トナカイ。偶蹄目(ぐうていもく)シカ科。雌にも角があるのが特徴の一つ。雄の巨大な角は、3月ごろから出始め、10月には立派になるのだが、ちょっと驚く経過をたどる

 <発情期は10~11月で、この時期を過ぎるとすぐに落角する>(日本大百科全書)。角は12月にはなくなっているらしい。それならサンタクロースのそりを引いているのは、雄ではないということになる。もっとも、空を飛ぶので、全く種類が違うと考えるほかない

 サンタはキリスト教の聖人ニコラスに由来する。ただ、トルコの人でトナカイとは縁が薄い。今、誰しもが思い浮かべるサンタのイメージを決定づけたのは1823年、米紙に匿名で発表された一編の詩だそうだ

 赤鼻のトナカイとなれば、さらに時代は下る。

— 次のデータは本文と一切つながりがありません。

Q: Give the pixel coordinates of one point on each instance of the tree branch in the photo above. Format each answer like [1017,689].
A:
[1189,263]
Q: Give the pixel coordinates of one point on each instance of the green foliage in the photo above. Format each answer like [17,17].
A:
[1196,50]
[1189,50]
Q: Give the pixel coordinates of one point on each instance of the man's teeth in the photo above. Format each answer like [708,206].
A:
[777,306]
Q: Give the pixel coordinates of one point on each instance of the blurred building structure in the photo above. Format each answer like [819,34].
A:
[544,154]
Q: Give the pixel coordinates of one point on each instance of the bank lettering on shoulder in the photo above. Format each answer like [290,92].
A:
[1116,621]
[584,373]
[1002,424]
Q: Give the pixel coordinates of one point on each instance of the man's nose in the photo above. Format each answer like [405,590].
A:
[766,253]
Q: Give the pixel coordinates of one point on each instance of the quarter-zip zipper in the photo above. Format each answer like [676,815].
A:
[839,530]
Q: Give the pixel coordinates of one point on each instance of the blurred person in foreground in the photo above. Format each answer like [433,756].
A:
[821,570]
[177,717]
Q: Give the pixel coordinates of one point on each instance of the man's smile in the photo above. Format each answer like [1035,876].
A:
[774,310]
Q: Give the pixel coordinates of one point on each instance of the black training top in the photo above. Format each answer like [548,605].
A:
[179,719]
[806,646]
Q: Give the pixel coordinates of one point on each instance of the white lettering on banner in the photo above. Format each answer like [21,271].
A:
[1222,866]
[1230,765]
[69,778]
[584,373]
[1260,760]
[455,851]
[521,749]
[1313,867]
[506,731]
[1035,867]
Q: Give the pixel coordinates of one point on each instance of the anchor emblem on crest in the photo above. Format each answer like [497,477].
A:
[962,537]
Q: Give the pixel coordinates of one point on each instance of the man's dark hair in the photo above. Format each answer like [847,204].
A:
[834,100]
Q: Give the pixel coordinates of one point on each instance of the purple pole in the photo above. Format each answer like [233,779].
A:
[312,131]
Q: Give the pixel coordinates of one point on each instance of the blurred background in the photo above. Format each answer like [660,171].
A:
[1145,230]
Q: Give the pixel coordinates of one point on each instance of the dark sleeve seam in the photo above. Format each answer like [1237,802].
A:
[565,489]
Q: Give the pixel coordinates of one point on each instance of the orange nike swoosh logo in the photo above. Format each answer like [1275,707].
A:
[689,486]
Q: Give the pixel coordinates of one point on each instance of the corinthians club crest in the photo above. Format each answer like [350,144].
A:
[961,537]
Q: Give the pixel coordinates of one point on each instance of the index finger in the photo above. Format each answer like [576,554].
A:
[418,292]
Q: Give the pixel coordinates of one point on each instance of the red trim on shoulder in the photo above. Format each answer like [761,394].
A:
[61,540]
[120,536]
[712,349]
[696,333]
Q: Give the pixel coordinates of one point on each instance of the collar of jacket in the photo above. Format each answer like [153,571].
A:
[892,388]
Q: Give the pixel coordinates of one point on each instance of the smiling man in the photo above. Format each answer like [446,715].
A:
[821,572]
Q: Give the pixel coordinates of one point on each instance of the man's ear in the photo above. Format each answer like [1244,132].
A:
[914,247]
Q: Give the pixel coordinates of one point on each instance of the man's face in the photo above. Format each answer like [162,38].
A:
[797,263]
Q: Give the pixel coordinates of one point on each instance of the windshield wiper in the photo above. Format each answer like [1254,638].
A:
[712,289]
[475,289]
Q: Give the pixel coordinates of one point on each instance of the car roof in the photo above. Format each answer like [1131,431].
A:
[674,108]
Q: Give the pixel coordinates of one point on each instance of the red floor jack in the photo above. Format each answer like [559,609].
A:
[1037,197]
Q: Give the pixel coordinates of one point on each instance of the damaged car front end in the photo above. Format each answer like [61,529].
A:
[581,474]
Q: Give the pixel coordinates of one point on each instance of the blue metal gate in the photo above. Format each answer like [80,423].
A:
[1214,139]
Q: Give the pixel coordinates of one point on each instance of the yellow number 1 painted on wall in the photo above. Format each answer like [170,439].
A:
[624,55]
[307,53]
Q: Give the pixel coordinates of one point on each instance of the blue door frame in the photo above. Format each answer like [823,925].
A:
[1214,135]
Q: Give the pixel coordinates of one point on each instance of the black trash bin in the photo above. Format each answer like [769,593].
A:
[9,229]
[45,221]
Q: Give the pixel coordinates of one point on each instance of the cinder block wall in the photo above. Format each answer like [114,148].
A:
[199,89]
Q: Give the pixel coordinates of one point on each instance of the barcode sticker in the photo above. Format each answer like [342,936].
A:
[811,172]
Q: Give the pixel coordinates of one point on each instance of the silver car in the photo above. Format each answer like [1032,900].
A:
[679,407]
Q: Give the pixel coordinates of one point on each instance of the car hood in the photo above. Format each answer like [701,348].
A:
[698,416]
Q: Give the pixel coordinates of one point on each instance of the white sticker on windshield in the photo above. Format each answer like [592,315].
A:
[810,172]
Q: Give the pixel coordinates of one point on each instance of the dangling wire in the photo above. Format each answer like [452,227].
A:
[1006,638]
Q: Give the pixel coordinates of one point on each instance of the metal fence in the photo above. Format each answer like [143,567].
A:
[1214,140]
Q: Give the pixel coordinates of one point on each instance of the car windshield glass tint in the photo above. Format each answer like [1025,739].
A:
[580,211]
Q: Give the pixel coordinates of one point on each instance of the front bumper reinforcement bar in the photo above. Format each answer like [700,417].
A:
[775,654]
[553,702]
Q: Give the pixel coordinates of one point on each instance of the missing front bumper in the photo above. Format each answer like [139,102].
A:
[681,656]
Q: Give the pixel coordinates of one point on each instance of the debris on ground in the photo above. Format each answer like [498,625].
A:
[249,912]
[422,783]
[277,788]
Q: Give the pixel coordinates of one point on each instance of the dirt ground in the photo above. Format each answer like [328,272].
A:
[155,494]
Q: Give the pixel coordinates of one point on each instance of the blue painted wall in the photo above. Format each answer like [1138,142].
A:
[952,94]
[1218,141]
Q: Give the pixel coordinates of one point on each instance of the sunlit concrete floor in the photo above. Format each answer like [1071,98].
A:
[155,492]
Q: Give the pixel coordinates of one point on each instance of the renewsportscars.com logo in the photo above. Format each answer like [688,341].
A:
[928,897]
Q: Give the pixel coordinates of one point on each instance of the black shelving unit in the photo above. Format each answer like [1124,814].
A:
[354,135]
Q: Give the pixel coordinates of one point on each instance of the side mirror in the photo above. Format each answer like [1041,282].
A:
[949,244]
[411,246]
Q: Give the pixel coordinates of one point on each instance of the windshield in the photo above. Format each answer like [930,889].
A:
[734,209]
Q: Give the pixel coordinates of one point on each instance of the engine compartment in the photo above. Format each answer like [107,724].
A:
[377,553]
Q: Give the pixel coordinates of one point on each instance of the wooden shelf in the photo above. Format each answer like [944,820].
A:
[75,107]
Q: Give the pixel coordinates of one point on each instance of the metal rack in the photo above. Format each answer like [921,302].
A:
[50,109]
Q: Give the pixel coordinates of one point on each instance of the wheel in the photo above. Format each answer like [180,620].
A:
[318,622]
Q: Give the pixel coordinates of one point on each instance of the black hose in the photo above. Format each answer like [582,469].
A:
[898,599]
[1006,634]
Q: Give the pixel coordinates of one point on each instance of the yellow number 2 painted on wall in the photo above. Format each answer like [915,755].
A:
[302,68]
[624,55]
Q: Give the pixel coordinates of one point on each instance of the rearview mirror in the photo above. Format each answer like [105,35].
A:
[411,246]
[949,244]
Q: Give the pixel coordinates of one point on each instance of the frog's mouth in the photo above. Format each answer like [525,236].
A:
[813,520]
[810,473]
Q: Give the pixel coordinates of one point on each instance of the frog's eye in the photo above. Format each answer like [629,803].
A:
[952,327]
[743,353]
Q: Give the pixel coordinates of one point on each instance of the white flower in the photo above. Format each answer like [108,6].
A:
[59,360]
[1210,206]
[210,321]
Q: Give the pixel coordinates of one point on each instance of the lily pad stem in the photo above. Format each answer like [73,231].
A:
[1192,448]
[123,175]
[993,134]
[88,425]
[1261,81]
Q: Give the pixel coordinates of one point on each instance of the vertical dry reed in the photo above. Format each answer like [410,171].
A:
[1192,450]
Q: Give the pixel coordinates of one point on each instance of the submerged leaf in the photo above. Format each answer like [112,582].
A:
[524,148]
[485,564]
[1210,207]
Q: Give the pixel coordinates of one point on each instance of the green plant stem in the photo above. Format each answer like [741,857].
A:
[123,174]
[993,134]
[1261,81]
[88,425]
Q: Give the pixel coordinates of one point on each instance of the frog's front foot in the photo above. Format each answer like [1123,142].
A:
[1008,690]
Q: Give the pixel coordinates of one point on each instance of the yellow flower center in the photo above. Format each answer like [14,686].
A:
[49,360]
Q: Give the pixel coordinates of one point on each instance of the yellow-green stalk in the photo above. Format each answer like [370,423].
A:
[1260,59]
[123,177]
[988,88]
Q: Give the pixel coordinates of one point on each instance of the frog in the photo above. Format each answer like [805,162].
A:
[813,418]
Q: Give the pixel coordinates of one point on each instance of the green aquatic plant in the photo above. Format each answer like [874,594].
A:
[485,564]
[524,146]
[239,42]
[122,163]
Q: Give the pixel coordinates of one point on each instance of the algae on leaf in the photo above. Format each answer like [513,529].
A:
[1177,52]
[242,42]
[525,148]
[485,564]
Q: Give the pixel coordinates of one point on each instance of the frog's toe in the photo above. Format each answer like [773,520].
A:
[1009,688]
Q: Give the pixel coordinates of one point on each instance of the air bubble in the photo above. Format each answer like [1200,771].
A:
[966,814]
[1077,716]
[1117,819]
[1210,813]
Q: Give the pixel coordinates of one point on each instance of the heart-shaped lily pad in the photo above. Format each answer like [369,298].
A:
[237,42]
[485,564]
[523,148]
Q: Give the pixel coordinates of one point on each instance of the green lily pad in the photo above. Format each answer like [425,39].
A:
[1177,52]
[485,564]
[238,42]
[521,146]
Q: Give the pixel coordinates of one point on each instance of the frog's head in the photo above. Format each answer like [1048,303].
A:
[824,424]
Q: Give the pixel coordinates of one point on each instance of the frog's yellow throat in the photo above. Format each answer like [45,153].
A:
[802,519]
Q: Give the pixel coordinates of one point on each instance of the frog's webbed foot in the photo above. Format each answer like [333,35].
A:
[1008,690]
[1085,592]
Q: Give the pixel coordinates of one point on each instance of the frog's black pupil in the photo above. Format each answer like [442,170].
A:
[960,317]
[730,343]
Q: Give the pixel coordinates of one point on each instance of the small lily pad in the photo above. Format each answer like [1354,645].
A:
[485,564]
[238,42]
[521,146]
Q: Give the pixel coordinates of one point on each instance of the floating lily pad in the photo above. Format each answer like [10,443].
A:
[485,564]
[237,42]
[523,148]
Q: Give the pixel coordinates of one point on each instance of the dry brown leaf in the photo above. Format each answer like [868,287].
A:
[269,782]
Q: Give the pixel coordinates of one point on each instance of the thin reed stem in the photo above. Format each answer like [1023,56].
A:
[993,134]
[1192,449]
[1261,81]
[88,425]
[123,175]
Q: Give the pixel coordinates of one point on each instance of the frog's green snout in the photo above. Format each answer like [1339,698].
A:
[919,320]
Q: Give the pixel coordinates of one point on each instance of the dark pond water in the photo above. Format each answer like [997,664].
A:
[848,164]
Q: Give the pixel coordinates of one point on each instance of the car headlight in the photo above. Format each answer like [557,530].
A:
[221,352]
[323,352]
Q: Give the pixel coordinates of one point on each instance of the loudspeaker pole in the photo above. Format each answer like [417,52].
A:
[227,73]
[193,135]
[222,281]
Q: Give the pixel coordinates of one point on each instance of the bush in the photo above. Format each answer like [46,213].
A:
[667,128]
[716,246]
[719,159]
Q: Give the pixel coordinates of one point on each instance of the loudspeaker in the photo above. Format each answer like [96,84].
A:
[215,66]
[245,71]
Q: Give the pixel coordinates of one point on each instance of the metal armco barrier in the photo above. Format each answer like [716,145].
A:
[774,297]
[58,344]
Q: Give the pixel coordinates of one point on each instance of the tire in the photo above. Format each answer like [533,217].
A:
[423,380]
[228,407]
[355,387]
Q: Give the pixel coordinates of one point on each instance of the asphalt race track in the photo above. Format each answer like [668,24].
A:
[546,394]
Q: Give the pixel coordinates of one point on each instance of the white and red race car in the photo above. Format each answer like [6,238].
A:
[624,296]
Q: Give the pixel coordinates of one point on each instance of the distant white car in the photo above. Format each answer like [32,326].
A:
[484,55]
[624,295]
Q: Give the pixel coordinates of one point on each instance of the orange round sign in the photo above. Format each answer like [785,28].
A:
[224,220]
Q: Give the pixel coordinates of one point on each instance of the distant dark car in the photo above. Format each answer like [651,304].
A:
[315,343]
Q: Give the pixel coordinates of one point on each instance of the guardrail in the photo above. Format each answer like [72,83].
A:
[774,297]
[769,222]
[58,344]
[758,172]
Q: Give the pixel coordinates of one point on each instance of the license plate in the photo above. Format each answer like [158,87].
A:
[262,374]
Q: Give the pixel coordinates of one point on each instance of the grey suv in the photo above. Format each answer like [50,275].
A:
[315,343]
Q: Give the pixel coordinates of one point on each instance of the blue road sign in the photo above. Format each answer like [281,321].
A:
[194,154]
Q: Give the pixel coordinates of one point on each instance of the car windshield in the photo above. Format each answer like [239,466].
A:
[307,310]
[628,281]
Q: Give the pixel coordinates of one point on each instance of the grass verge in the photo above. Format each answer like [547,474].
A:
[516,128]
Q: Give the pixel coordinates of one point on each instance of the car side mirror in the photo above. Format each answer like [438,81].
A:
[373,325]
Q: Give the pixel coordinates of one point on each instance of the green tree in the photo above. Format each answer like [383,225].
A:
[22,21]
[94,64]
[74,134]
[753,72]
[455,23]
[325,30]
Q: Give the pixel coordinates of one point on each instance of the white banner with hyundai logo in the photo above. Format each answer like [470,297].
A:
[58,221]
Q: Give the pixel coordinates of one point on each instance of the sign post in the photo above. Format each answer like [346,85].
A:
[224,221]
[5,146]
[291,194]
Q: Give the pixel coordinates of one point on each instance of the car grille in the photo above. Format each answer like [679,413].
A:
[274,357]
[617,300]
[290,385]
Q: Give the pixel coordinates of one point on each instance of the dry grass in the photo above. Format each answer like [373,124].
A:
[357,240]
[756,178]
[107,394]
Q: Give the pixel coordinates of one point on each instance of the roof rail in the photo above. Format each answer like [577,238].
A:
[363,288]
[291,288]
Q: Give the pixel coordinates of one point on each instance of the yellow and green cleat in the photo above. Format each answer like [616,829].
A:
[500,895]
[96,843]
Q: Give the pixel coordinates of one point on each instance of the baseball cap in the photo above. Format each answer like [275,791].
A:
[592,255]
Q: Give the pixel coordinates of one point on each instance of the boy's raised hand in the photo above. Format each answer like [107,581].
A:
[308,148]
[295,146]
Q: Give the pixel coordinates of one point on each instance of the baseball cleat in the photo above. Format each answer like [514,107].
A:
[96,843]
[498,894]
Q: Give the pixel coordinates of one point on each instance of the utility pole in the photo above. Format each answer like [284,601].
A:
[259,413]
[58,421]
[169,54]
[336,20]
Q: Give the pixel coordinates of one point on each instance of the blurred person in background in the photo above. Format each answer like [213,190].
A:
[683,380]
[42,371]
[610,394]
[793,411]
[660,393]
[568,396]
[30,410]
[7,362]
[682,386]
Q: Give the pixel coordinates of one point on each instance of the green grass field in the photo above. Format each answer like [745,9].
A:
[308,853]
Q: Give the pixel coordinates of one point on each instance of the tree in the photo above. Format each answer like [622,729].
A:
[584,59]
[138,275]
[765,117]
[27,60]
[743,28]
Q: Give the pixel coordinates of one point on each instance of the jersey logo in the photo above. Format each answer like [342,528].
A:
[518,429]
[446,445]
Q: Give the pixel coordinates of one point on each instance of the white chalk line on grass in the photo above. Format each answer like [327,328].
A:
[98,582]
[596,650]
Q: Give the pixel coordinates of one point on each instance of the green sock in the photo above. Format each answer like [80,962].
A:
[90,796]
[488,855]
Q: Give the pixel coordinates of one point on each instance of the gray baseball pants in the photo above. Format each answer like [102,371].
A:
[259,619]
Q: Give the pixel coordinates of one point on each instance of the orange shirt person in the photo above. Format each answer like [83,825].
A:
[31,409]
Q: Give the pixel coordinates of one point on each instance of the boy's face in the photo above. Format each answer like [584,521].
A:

作者はロバート・L・メイ。米国の有名デパートの社員で、顧客に配るクリスマス用の本を、との社命を受けて執筆した。1939年、第2次大戦が始まった年のことである

 トナカイの名をルドルフという。濃霧に困り果てていたサンタを、いつもはみんなに笑われていた輝く鼻で助け、不眠不休で飛び回った。一躍、ヒーローになった朝、スピーチを求められ、先の詩を下敷きにしてひと言。「クリスマスおめでとう。そして、おやすみなさい」

 欧州や中国には砲煙がたなびいていた。命懸けだっただろう。